Israeli officials denied the charges as “false and absurd.” The ICC also issued a warrant for a Hamas military leader, Mohammed Deif, who Israel says was killed in an airstrike in Gaza in July.
Israel launched the war in Gaza in response to Hamas attacks on Oct. 7, 2023, that killed about 1,200 people and took roughly 250 hostage. Since then, more than 50,000 Palestinians have been killed in Israel’s military campaign, according to the Gaza Health Ministry, which does not distinguish between civilians and combatants but says the majority of the dead are women and children.
Hungary signed the Rome Statute in 1999 and ratified it in 2001, both during Orban’s first term as prime minister. However, Orban, who returned to the premiership in 2010, indicated last year he would not honor an arrest warrant for Netanyahu, telling state radio last year that the court was “interfering in an ongoing conflict for political purposes.”
Formally withdrawing from the ICC takes at least a year, according to the Rome Statute. Dutch Foreign Minister Caspar Veldkamp told reporters Thursday that Hungary was still required to “meet the obligations” of being part of the ICC until then, adding: “We are living now in a world full of turmoil, war and uncertainty, in which international institutions are not always appreciated by every government.”

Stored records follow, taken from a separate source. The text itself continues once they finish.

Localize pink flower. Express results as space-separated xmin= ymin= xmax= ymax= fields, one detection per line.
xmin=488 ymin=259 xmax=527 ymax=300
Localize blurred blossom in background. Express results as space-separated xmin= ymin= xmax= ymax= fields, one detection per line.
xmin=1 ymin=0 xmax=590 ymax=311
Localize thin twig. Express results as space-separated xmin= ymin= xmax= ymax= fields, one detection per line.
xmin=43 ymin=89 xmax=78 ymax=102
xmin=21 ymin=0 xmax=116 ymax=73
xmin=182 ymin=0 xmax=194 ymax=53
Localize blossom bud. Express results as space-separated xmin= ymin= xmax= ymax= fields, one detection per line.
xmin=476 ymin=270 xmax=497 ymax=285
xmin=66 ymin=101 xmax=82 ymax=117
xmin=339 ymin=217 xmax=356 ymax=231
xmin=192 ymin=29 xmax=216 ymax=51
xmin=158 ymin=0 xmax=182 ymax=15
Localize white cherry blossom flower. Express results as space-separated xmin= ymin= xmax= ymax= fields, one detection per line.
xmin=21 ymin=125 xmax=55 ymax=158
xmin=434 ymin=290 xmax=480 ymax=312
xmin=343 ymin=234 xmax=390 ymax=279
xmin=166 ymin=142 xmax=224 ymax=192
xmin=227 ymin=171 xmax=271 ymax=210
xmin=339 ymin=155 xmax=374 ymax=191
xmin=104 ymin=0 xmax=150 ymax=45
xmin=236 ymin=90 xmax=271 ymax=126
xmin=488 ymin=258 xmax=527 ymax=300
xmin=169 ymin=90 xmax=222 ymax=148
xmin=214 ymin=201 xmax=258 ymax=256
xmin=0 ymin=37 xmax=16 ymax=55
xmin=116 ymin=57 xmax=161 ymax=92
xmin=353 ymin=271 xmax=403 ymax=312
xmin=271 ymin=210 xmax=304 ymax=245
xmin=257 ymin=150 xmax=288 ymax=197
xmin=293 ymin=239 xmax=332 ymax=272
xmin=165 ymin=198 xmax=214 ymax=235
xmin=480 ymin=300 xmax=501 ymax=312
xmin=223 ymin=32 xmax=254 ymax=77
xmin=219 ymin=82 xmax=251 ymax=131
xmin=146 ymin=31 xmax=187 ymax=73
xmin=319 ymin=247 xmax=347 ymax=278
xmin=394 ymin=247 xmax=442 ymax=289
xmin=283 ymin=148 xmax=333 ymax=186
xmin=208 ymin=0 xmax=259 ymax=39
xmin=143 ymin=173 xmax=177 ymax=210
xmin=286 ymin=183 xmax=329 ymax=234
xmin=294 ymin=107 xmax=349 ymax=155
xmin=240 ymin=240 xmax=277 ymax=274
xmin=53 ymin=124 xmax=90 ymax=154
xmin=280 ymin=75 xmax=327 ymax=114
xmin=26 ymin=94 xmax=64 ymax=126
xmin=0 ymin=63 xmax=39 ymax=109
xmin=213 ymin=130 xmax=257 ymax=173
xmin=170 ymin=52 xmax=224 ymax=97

Liz Evenson, international justice director at Human Rights Watch, said in a statement earlier this week that “allowing Netanyahu’s visit in breach of Hungary’s ICC obligations would be Orban’s latest assault on the rule of law, adding to the country’s dismal record on rights.”
Orban’s decision to withdraw from the Rome Statute could, once again, put him at odds with other members of the European Union. All 27 members of the bloc, including Hungary, are signatories to the Rome Statute. However, numerous governments, including France and Germany, have indicated they would not arrest Netanyahu if he entered their country.
Exiting the ICC would align Hungary with the United States, which never officially joined the court. The Clinton administration signed the Rome Statute in 2000, but did not submit it for Senate ratification. Former President George W. Bush, then withdrew the U.S. signature in 2002, the year the ICC was founded.
In an executive order issued on Feb. 7, President Donald Trump said he would impose sanctions on the court for its investigations into Israel’s conduct of the war in Gaza, suggesting it had “engaged in illegitimate and baseless actions targeting America and our close ally Israel.”
Only two countries have previously withdrawn from the ICC: Burundi in 2017 and the Philippines in 2019.